Ähnlich äußerte sich damals auch Olaf Scholz, der zu diesem Zeitpunkt noch Vizekanzler und Finanzminister war. Grundsätzlich sei er offen für eine solche Pflicht. „Die Frage ist, ob man diese Verpflichtung allen Bürgern auferlegen möchte", so Scholz gegenüber den Zeitungen der Funke-Mediengruppe. Die Kosten für Wohnen würden dadurch steigen, gab der SPD-Politiker zu bedenken. Zunächst müssten sich die Länder untereinander einigen, so Scholz. Würden die Länder eine Einigung erzielen, würde der Bund dem „sicher nicht entgegenstehen“ (Versicherungsbote berichtete).

Anfang 2022 bestätigte ein Gutachten, dass eine solche Versicherungspflicht nicht gegen das Grundgesetz in Deutschland verstoßen würde (Versicherungsbote berichtete).

Mehrheitlich sprachen sich auch Hausbesitzer, Verbraucherschutz und schließlich sogar die 16 Bundesländer für eine solche Elementarschaden-Pflichtversicherung aus.
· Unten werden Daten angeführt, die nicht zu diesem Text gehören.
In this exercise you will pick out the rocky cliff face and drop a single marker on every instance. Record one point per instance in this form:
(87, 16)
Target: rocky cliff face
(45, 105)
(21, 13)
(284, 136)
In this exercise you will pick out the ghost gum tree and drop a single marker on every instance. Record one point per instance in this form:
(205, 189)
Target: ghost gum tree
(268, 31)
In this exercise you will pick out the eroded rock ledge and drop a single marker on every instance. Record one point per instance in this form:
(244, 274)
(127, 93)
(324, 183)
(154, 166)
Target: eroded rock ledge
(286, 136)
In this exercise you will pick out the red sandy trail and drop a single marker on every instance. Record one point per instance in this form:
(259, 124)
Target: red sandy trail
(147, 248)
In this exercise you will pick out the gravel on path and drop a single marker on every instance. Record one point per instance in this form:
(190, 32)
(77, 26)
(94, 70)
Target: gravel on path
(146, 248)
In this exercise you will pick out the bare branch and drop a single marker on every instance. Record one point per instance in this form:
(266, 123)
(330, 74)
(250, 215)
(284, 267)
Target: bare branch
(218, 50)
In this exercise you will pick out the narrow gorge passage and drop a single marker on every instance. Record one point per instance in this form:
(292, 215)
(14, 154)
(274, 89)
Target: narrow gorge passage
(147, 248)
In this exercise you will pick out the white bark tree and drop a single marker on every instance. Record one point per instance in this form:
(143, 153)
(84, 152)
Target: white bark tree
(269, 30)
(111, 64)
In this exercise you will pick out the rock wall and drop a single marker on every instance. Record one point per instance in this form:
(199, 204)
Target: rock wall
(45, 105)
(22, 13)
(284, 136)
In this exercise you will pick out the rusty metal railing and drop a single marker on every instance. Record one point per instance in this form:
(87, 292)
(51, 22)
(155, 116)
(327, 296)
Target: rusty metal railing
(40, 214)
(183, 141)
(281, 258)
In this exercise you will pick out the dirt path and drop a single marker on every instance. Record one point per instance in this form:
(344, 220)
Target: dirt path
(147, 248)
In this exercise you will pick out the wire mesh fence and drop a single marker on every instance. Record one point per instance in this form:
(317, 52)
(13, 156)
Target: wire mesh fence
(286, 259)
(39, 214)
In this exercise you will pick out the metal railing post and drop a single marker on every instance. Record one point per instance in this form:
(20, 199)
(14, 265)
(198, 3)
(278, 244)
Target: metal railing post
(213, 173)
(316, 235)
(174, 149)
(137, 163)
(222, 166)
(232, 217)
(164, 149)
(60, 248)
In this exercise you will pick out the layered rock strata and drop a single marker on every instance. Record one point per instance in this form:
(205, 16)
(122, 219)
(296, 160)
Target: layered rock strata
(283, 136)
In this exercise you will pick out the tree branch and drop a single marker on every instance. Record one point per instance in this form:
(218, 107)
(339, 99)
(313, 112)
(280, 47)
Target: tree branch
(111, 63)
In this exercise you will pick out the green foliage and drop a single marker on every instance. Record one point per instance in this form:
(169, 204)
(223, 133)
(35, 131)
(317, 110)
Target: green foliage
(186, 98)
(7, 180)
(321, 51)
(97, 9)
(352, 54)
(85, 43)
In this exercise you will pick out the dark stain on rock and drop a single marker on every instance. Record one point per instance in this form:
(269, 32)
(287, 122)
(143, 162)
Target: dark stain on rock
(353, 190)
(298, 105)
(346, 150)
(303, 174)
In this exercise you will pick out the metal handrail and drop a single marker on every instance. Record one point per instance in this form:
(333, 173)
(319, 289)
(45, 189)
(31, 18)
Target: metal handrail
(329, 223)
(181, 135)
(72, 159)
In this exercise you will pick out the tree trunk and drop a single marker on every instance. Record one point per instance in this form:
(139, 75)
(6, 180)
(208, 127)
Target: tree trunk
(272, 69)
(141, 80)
Die von Olaf Scholz angesprochene Einigkeit der Bundesländer wurde also hergestellt. Im Dezember 2022 fand sich die Pflichtversicherung für Elementarschäden immerhin auf der Tagesordnung der Ministerpräsidenten-Konferenz - wurde dann aber doch vertagt (Versicherungsbote berichtete).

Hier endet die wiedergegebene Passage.